Fray Luis de León (1527-1591) est de loin le plus méconnu des grands auteurs spirituels du Siècle d'Or espagnol. Il est vrai que l’œuvre de ce « mystique humaniste » (comme l'appelait Unamuno) a été publiée depuis fort peu de temps en France, notamment grâce à l'un des meilleurs hispanistes actuels, spécialiste du Siècle d'or, Bernard Sesé.
Religieux augustin, professeur à Salamanque, éminent représentant de l'érasmisme espagnol, fray Luis avait tous les talents : grand poète, grand exégète et traducteur (d'origine juive, il était hébraïsant). Bénéficiant d'une notoriété considérable auprès des milieux mystiques, on lui confia la première édition des écrits de Thérèse d'Avila, morte depuis seulement quatre ans, bien qu'il ne l'eût pas connue personnellement. L'Inquisition n'avait pratiquement rien pu faire contre Thérèse dont la sainteté était notoire de son vivant ; après la mort de la Madre, elle essaya d'interdire ses écrits, dont plusieurs éditions édulcorées circulaient déjà, au prétexte que les illuminations qu'ils décrivent sont dangereuses pour les âmes sensibles et que leur manque de références théologiques les disqualifie.
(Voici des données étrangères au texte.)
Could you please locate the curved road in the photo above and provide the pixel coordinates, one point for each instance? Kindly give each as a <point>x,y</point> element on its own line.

Fray Luis, qui avait eu lui-même maille à partir avec les inquisiteurs (cinq ans d'injuste incarcération), se fait ici un malin plaisir d'opposer le génie d'une femme prétendument inculte à l'obscurantisme des prétendus savants. Ne pas publier intégralement Thérèse serait donc faire injure au Saint-Esprit « Dieu parle à ses amis, cela ne fait pas le moindre doute ; et il ne leur parle pas pour que personne n'en sache rien, mais pour que ce qu'il dit soit révélé. » Certes, mais encore faut-il que l'expérience de la personne à qui Dieu parle soit reconnue par le peuple de Dieu comme exemplaire. Leçon importante pour aujourd'hui où trop de textes dits « mystiques » sont jugés à leur seule aune littéraire ou psychologique.